Does Syncato use DTDs or XML schemas?

No, Syncato achieves it's power by not restricting the structure of the content in the database too heavily. The only real criteria is that the content is well formed XML. Note: this does not mean that Syncato does no validation of the data, it simply means it does not constrain the data to a rigid schema. Data validation and constraint are related concepts but are not the same thing.

Also since Syncato manages XML fragments rather then full XML documents, you should not use any DTD features within your data. Syncato doesn't prevent this in any way and does use standard XML tools to parse the data, however, it's going to lead to unknown results since Syncato isn't designed as a general XML "document" management system. The key word there is document. Syncato basically treats an XML document as if there is nothing that exists outside the root node, thus the term XML fragment is used.

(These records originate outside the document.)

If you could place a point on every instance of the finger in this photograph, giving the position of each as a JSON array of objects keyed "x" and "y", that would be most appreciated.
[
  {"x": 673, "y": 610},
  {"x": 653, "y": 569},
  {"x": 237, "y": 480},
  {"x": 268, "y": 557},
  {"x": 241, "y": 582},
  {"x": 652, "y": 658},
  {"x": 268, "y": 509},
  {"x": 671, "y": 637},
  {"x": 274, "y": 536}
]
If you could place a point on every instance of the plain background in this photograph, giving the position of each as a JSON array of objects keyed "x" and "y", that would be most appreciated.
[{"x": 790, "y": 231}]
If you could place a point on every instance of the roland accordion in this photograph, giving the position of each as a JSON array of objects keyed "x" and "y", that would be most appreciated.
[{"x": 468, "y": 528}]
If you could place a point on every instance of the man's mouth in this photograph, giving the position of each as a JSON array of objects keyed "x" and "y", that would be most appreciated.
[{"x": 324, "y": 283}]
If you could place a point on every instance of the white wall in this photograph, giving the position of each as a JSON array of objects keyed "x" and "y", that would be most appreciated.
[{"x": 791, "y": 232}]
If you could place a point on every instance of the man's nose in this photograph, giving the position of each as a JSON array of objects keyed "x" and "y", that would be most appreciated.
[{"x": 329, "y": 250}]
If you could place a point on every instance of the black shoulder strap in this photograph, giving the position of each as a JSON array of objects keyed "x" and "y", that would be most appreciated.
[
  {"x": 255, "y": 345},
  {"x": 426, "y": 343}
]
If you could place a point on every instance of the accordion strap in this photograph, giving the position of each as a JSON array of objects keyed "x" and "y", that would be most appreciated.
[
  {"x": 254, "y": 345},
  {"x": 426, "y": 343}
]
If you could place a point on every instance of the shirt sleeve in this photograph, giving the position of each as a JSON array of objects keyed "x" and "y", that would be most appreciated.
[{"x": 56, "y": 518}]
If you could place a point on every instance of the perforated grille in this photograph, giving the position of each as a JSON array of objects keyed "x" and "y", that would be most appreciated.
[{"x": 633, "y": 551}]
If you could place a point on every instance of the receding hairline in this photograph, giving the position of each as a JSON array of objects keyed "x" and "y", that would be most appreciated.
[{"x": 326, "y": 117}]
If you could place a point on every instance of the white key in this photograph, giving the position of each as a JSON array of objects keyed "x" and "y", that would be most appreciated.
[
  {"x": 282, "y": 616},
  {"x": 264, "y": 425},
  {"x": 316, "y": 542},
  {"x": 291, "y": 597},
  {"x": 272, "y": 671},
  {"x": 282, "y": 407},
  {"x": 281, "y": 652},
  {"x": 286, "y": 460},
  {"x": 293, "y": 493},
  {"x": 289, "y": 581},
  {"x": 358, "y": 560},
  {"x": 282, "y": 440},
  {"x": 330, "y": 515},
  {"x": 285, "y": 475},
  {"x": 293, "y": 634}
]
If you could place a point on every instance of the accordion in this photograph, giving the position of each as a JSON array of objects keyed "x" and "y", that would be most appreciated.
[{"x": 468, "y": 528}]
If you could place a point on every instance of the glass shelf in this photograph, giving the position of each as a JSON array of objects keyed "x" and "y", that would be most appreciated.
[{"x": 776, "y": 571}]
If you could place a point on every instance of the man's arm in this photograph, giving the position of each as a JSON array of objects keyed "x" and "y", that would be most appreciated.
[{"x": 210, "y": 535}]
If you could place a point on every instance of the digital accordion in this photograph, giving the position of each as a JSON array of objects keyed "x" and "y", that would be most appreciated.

XML fragments can be mixed together to form complete documents, but traditional XML concepts like DTDs assume that a document is already complete. In Syncato that is not the case. This sounds more confusing then it really is.

I guess this can be summarized as saying that Syncato generates XML documents by gluing together XML fragments. The documents only exist in complete form when the data leaves the system. So if you want to apply a traditional schema to the data that is the point where it should be done.

A future version of Syncato will add a basic concept of schemas, however this will be very different then current XML schema technologies and is intended for a different purpose.